Read/Write multivect fixed (SpMM bug)

10 months ago · ee140bc8dd
parent a624b7098b
commit ee140bc8dd
12 changed files with 252 additions and 74 deletions
--- a/base/modules/serial/psb_d_base_vect_mod.F90
+++ b/base/modules/serial/psb_d_base_vect_mod.F90
@ -3400,7 +3400,7 @@ contains
    implicit none
    class(psb_d_base_multivect_type), intent(inout) :: x
    integer(psb_ipk_), intent(in) :: nr
-    real(psb_dpk_), allocatable :: res
+    real(psb_dpk_)    :: res
    integer(psb_ipk_) :: j, nc

    if (x%is_dev()) call x%sync()
--- a/cuda/cuda_util.c
+++ b/cuda/cuda_util.c
@ -181,6 +181,20 @@ int writeRemoteBuffer(void* hostSrc, void* buffer, int count)
  }
 }

+// TODO
+int writeRemoteBufferR2(void* hostSrc, void* buffer, int count, int pitch, int size)
+{
+  cudaError_t err = cudaMemcpy2D(buffer, pitch, hostSrc, count, count, size, cudaMemcpyHostToDevice);
+
+  if (err == cudaSuccess)
+    return SPGPU_SUCCESS;	
+  else {
+    fprintf(stderr,"CUDA Error writeRemoteBuffer: %s  %p %p %d %d %d\n", 
+	    cudaGetErrorString(err),buffer, hostSrc, count, pitch, size);
+    return SPGPU_UNSPECIFIED;
+  }
+}
+
 int readRemoteBuffer(void* hostDest, void* buffer, int count)
 {

@ -206,6 +220,20 @@ int readRemoteBuffer(void* hostDest, void* buffer, int count)
  }
 }

+// TODO sistemare pitch e size (si possono gestire senza realloc su fortran)
+int readRemoteBufferR2(void* hostDest, void* buffer, int count, int pitch, int size)
+{
+  cudaError_t err = cudaMemcpy2D(hostDest, count, buffer, pitch, count, size, cudaMemcpyDeviceToHost);
+
+  if (err == cudaSuccess)
+    return SPGPU_SUCCESS;	
+  else {
+    fprintf(stderr,"CUDA Error readRemoteBuffer: %s %p  %p %d %d\n", 
+	    cudaGetErrorString(err),hostDest,buffer,count,err);
+    return SPGPU_UNSPECIFIED;
+  }
+}
+
 int freeRemoteBuffer(void* buffer)
 {
  cudaError_t err = cudaFree(buffer);
--- a/cuda/cuda_util.h
+++ b/cuda/cuda_util.h
@ -49,7 +49,9 @@ int allocMappedMemory(void **buffer, void **dp, int size);
 int registerMappedMemory(void *buffer, void **dp, int size);
 int unregisterMappedMemory(void *buffer);
 int writeRemoteBuffer(void* hostSrc, void* buffer, int count);
+int writeRemoteBufferR2(void* hostSrc, void* buffer, int count, int pitch, int size);
 int readRemoteBuffer(void* hostDest, void* buffer, int count);
+int readRemoteBufferR2(void* hostDest, void* buffer, int count, int pitch, int size);
 int freeRemoteBuffer(void* buffer);
 int gpuInit(int dev);
 int getDeviceCount();
--- a/cuda/dvectordev.c
+++ b/cuda/dvectordev.c
@ -55,7 +55,10 @@ int writeMultiVecDeviceDouble(void* deviceVec, double* hostVec)

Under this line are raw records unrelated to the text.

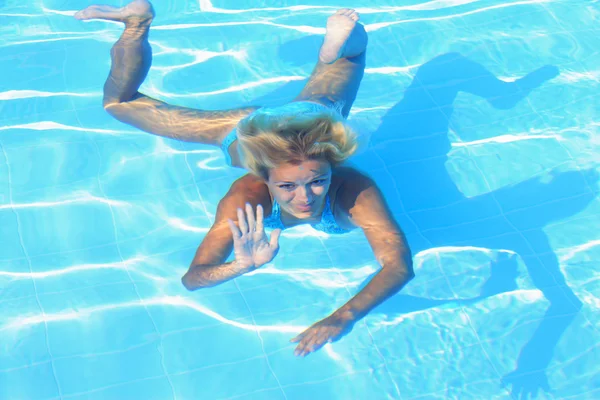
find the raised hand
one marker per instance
(251, 246)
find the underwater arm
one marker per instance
(370, 212)
(208, 268)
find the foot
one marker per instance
(140, 10)
(519, 89)
(344, 37)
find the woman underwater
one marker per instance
(293, 154)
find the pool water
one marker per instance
(481, 119)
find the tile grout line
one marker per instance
(23, 248)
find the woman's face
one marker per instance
(300, 189)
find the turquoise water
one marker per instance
(494, 181)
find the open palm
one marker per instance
(251, 246)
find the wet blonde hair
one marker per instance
(266, 141)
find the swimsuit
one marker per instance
(327, 223)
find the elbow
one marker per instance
(190, 282)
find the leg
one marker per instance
(337, 75)
(131, 59)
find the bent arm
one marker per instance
(203, 276)
(370, 212)
(209, 267)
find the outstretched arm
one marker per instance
(369, 212)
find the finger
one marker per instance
(259, 218)
(274, 241)
(250, 215)
(234, 229)
(242, 221)
(300, 348)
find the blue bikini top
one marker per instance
(327, 223)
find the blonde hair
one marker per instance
(267, 140)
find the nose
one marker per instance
(305, 195)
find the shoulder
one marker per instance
(350, 183)
(247, 189)
(362, 200)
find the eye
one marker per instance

 int writeMultiVecDeviceDoubleR2(void* deviceVec, double* hostVec, int ld)
 { int i;
-  i = writeMultiVecDeviceDouble(deviceVec, (void *) hostVec);
+  struct MultiVectDevice *devVec = (struct MultiVectDevice *) deviceVec;
+  i = writeRemoteBufferR2((void*) hostVec, (void *)devVec->v_, devVec->count_*sizeof(double), devVec->pitch_, devVec->size_);
+//   i = writeMultiVecDeviceDouble(deviceVec, (void *) hostVec);
+  fprintf(stderr,"From routine : %s : %p %p\n","writeMultiVecDeviceDoubleR2",devVec->v_,devVec->v_+devVec->pitch_);
  if (i != 0) {
    fprintf(stderr,"From routine : %s : %d \n","writeMultiVecDeviceDoubleR2",i);
  }
@ -75,7 +78,10 @@ int readMultiVecDeviceDouble(void* deviceVec, double* hostVec)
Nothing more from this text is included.